Medicare Cost Savings

Not only are ASCs focused on ensuring that patients have the best surgical experience possible, they also provide cost-effective care that saves the government, third-party payers and patients money. Because ASCs are highly specialized and function on a much smaller scale, they are able to provide services at a lower price than a full-service hospital.

Since 1982, when Medicare began reimbursing ASCs, the industry has saved the program billions of dollars. Today, with more than 5,900 Medicare-certified facilities across all 50 states, ASCs perform an estimated 22.5 million procedures each year. On average, Medicare saves more than $4.2 billion annually when surgical procedures are performed at ASCs instead of hospital outpatient departments (HOPDs). Likewise, Medicaid and other insurers benefit from lower prices for services performed in the ASC setting.

In addition, patients typically pay less coinsurance for procedures performed in ASCs than for the same procedures in the hospital setting. For example, a Medicare beneficiary could pay $515 in coinsurance for a cataract extraction procedure performed in a hospital outpatient department, whereas that same beneficiary's copayment in the ASC would be only $313.

Without the emergence of ASCs as an option for care, health care expenditures would have been tens of billions of dollars higher over the past four decades. Private insurance companies tend to save similarly, which means employers also incur lower health care costs when employees have the outpatient surgery they need in ASCs. For this reason, both employers and insurers have recently been exploring ways to incentivize the movement of patients and procedures to the ASC setting.
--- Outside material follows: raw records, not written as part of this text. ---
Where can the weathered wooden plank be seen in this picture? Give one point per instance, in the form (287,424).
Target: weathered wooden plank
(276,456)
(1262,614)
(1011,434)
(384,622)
What the Experts Are Saying

An analysis of actual Medicare claims data released in 2020 by internationally recognized health economics and policy consulting company KNG Health Consulting, LLC, shows that ASCs reduced Medicare costs by $28.7 billion from 2011 through 2018 and projects that ASCs can be expected to reduce Medicare costs by an additional $73.4 billion from 2019 to 2028. In 2018 alone, that analysis shows, Medicare savings tied to ASCs totaled $4.2 billion. In 2028, they are projected to be more than $12 billion each year. You can learn more about the cost reductions ASCs offer Medicare and some of the specialties driving future trends in the full report.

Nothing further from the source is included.